2. Teach the signs and symptoms of complications related to scarlet fever.
3. To maximize sensitivity of test results, throat cultures must be properly obtained.The posterior pharynx and tonsils and any exudates present should be swabbed vigorously with a cotton or Dacron swab under strong lighting to allow for maximum visualization. Caution should be maintained to avoid touching the swab to the lips, tongue, or buccal membranes to prevent contamination of the specimen.
4. Be aware that prior antibiotic therapy will alter tests, causing negative throat cultures and a delayed or negative ASO titer.

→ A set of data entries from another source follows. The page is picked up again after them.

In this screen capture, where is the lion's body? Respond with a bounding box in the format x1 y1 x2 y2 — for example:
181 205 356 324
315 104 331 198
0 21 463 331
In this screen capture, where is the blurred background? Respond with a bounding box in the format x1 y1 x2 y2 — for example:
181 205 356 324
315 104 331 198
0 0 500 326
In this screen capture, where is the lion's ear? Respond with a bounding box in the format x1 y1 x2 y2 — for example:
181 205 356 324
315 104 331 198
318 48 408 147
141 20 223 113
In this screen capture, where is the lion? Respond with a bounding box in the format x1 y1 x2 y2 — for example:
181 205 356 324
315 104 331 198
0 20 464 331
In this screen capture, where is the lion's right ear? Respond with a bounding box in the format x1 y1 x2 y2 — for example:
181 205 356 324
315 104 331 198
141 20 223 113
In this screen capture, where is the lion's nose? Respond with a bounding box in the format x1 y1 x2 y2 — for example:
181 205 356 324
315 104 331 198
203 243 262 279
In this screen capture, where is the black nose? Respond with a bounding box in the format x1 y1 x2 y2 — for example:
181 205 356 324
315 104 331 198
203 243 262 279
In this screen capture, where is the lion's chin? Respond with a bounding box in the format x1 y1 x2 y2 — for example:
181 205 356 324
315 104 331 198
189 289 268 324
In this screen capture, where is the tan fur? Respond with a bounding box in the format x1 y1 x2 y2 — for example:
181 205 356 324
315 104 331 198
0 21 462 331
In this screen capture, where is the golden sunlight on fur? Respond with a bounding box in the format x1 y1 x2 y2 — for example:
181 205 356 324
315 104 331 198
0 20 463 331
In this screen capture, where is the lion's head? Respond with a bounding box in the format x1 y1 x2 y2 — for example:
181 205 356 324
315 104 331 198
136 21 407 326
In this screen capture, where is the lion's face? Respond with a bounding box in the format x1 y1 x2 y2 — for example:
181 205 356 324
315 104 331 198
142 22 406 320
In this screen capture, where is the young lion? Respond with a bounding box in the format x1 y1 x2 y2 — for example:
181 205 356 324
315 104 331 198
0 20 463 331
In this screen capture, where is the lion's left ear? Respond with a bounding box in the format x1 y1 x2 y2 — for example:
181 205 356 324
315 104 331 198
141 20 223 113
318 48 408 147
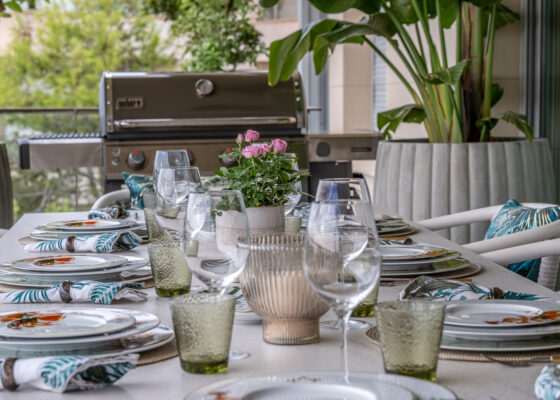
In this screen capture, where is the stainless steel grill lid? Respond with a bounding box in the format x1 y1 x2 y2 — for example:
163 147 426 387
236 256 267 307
99 72 305 140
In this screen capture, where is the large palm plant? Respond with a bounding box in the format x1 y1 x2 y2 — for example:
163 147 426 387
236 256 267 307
261 0 533 143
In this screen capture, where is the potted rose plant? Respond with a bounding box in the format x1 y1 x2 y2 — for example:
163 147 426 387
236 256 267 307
215 130 308 233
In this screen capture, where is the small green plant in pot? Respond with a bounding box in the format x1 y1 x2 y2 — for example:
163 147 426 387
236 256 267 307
215 130 308 233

5. Care should be taken in disposing of all purulent drainage.
6. Offer comfort measures, such as acetaminophen or ibuprofen to relieve pain and reduce fever. Soothing gargles for adults and children who can gargle safely will help relieve sore throat pain. Cool mist humidifiers soothe breathing passages and throat discomfort. A liquid diet can be incorporated including warm soups and cool fluids for patients who are having difficulty swallowing.
7. Patients must be instructed on the importance of completing their entire course of antibiotic therapy, even if their symptoms have resolved. Patients should be warned that they will have generalized exfoliation over the course of the next 2 to 6 weeks.
8. Review the warning signs and symptoms for complications secondary to scarlet fever, such as persistent fever, increased throat or sinus pain, and generalized swelling (possible renal impairment) and the need for prompt reporting of these to a physician.